18. August 2005 Lebensqualität in der Gynäkologischen Onkologie – eine kritische Analyse am Beispiel des Ovarialkarzinoms

J. Sehouli, D. Könsgen, I. Katsares, G. Oskay, A. Mustea, W. Lichtenegger, für die AG Quality of life, Universitätsklinikum Charité Berlin, Campus Virchow-Klinikum, Klinik für Frauenheilkunde und Geburtshilfe.

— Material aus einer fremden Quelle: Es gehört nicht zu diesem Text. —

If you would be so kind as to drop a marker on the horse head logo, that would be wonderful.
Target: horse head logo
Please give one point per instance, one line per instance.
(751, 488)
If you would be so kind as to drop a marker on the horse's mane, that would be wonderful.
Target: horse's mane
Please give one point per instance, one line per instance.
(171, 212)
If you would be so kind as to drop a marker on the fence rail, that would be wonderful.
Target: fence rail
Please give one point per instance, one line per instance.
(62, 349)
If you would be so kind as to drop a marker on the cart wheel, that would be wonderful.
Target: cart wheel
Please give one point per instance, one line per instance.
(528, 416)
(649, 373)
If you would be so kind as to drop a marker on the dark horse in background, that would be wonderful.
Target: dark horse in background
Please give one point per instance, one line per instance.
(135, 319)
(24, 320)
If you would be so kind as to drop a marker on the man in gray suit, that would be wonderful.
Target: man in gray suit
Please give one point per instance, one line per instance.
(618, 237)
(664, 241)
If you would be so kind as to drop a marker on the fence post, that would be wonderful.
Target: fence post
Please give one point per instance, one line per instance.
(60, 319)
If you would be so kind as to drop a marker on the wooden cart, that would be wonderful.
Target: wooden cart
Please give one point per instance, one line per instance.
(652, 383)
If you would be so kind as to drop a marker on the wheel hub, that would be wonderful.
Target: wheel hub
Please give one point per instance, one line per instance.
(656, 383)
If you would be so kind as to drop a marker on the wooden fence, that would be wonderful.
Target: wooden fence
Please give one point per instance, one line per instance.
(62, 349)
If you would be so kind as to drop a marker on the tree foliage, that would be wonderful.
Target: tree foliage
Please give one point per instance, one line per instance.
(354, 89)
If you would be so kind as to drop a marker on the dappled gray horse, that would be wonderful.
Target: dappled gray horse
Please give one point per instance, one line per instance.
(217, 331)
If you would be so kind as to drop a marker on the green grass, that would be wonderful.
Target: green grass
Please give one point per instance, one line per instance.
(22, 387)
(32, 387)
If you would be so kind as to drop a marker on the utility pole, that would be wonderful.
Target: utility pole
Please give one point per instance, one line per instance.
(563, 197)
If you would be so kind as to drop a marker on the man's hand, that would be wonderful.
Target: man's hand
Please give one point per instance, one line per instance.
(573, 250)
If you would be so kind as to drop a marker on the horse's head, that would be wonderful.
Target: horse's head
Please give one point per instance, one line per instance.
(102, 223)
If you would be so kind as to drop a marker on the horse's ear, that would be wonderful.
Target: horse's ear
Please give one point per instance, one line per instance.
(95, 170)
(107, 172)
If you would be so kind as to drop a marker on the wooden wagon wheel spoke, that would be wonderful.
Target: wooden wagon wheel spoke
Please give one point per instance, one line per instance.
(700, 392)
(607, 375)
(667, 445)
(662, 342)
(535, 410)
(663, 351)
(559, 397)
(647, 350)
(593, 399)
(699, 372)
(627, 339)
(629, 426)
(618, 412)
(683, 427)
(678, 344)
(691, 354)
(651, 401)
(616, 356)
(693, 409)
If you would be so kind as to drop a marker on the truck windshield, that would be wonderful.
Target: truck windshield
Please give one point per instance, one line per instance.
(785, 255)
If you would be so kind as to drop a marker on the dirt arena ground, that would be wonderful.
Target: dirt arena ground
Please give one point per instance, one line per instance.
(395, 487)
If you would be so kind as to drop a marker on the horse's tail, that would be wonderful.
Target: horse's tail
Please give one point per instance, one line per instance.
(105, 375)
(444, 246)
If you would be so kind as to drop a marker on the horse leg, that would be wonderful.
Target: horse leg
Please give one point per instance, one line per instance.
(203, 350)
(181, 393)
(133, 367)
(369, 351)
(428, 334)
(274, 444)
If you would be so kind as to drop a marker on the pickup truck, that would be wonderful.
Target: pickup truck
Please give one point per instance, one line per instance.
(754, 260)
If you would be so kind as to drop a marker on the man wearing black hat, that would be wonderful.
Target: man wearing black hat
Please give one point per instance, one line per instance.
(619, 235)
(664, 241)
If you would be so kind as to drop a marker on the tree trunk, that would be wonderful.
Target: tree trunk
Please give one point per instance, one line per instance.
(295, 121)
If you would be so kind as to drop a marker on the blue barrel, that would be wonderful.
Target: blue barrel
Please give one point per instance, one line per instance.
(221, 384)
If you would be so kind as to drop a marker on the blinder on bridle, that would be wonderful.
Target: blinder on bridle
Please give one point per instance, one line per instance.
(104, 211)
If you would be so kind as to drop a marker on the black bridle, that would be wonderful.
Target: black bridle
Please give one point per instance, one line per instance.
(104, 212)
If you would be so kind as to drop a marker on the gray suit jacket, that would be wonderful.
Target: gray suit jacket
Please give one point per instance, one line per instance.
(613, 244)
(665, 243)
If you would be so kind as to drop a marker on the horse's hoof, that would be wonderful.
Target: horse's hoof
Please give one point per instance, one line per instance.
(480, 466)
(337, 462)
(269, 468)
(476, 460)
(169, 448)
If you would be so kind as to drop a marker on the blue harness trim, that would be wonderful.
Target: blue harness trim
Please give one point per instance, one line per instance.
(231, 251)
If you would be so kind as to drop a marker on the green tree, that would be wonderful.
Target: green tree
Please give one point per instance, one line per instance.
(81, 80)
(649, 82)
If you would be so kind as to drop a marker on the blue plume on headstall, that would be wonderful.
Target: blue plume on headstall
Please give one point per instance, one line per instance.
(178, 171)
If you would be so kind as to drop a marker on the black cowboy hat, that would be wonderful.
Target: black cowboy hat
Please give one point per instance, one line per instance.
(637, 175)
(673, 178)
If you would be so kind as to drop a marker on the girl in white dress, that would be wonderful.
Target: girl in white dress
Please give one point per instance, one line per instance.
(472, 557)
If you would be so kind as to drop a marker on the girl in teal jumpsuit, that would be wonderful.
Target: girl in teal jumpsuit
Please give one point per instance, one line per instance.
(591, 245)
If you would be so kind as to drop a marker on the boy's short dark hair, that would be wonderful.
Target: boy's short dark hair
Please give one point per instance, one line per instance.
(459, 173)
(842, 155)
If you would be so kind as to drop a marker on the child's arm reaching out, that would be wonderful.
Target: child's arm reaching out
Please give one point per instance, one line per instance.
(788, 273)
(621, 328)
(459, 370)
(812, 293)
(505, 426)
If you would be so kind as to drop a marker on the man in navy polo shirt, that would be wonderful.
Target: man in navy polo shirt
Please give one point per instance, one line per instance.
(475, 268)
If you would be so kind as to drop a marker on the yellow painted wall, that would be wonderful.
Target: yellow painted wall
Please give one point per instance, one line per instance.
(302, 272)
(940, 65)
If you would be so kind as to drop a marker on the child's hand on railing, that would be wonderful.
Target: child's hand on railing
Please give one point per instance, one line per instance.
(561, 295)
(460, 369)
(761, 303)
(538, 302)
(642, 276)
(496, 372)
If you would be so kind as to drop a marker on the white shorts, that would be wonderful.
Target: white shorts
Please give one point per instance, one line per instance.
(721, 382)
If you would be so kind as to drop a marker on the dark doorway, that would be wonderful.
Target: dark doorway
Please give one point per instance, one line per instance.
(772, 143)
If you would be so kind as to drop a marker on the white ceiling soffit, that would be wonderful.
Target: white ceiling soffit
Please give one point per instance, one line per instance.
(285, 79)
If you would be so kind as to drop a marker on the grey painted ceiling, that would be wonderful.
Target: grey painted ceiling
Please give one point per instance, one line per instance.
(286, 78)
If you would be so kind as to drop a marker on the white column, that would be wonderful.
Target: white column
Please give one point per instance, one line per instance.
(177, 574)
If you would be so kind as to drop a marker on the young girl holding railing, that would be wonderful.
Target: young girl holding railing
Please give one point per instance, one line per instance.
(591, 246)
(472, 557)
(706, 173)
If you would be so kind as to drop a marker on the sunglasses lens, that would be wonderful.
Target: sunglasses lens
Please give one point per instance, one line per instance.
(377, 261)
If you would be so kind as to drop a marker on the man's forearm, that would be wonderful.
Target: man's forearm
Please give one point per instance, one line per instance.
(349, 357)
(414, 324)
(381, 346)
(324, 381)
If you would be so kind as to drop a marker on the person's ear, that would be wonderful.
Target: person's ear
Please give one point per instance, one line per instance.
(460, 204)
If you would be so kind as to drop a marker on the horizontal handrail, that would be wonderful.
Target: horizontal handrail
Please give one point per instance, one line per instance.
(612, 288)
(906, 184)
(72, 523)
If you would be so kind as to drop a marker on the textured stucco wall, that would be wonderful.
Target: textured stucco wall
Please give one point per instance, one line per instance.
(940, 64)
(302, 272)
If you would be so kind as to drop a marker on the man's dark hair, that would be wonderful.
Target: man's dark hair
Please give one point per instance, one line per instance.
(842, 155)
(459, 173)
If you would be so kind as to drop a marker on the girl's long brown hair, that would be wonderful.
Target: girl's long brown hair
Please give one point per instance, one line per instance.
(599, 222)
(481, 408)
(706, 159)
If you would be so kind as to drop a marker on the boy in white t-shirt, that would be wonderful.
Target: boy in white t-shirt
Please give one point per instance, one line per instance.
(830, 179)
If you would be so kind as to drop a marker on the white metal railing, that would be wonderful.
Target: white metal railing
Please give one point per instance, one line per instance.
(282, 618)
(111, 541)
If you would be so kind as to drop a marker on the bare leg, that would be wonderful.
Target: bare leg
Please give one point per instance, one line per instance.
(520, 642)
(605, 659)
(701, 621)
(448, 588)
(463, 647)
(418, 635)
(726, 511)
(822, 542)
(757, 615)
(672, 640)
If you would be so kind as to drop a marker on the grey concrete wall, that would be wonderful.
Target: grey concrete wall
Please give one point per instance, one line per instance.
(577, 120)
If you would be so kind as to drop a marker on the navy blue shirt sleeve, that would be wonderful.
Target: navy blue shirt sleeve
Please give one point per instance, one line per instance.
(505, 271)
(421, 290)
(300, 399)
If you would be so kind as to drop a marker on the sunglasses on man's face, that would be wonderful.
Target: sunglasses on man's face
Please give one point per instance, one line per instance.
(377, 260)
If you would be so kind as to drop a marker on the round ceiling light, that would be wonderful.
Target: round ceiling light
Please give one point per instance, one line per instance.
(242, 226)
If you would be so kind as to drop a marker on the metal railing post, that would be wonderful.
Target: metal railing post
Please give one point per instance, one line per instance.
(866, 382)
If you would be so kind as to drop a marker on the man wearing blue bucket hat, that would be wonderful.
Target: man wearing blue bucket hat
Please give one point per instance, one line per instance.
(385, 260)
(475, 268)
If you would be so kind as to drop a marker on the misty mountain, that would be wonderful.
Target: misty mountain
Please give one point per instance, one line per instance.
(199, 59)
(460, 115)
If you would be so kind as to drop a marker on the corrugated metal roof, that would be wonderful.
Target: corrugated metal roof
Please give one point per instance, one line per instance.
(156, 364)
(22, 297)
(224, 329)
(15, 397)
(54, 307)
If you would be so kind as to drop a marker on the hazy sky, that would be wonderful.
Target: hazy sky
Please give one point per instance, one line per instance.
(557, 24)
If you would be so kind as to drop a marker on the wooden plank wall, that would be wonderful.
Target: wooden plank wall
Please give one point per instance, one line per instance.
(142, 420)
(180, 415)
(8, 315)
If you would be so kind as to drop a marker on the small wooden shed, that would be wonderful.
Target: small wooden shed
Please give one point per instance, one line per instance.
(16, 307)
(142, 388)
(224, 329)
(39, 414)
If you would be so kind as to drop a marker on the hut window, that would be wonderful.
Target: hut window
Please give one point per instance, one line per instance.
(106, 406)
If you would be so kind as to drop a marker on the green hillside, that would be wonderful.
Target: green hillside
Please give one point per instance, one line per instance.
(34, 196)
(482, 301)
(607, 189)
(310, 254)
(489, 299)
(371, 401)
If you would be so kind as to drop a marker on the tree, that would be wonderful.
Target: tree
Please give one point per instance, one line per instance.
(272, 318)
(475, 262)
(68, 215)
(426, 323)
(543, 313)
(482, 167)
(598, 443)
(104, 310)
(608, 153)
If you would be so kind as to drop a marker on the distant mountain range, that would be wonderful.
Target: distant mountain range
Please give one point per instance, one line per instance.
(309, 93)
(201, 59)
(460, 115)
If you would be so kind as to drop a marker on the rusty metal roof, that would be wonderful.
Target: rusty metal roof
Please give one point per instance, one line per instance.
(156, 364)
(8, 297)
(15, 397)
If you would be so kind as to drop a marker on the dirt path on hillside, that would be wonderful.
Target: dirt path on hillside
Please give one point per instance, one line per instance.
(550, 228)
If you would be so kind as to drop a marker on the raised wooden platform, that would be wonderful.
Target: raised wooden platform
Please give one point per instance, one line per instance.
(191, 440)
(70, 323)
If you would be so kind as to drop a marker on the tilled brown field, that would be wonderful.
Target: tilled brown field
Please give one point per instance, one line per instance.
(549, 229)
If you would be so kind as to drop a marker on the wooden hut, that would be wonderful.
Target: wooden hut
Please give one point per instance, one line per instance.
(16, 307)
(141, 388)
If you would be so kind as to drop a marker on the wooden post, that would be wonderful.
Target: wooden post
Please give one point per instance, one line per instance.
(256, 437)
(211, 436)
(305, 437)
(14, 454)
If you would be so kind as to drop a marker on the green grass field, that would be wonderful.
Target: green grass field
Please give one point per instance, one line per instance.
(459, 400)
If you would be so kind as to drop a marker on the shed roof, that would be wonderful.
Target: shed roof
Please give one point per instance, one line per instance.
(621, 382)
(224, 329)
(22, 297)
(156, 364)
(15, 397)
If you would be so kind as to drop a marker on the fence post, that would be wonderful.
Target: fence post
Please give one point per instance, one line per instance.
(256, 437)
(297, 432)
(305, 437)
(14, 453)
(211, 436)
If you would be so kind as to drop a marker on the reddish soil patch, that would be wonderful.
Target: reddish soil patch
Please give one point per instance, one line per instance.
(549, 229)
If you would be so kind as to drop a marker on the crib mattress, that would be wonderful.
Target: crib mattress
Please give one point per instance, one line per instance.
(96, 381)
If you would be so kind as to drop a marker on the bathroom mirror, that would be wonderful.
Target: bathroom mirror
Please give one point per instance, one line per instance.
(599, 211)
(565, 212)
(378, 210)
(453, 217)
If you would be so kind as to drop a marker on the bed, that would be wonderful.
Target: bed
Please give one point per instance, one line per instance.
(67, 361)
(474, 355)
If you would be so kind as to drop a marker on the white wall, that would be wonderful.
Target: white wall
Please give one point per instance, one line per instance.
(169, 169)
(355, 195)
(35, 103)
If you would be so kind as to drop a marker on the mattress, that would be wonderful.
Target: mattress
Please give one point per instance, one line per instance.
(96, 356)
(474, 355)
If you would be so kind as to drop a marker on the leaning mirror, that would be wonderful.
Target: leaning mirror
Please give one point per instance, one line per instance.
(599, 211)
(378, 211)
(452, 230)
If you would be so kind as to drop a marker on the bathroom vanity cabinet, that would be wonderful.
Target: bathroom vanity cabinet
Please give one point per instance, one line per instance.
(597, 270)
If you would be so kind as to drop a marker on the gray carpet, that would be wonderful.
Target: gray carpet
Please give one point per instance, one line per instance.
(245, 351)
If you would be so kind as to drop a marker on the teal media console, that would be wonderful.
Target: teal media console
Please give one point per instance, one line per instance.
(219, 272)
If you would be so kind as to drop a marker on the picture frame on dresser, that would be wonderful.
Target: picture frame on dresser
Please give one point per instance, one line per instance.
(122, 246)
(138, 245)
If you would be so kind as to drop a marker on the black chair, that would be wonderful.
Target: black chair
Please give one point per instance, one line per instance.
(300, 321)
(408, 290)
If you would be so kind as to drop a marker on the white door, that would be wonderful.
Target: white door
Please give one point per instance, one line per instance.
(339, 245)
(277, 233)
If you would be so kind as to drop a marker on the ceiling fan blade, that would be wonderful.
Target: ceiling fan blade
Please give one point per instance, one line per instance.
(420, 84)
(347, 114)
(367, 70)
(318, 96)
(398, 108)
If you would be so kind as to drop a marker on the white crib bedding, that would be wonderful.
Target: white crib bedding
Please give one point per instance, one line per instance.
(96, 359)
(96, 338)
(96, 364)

Der Begriff Lebensqualität („Quality of Life“) steht in den letzten Jahren zunehmend im Focus der Gynäkologischen Onkologie. Kaum eine klinische Studie existiert, in der nicht Lebensqualität thematisiert wird. Hierbei basieren jedoch meist die Aussagen zur Lebensqualität alleine auf der Auswertung von hämatologischen und nicht-hämatologischen Nebenwirkungen. Unstrittig ist die Tatsache, dass diese Toxizitäten, wie Nausea und Emesis Einfluss auf die Gesamtlebensqualität haben können, ebenso aber unstrittig ist, dass die Beschreibung der Lebensqualität stets multidimensional zu erfolgen hat, welches die subjektive Bewertung des körperlichen, seelischen und sozialen Erlebens enthält, die sich auf einen definierten Zeitraum bezieht und als wichtigste Dimensionen für Lebensqualität drei Globaldimensionen umfasst: die somatische, psychische und sozioökonomische Dimension.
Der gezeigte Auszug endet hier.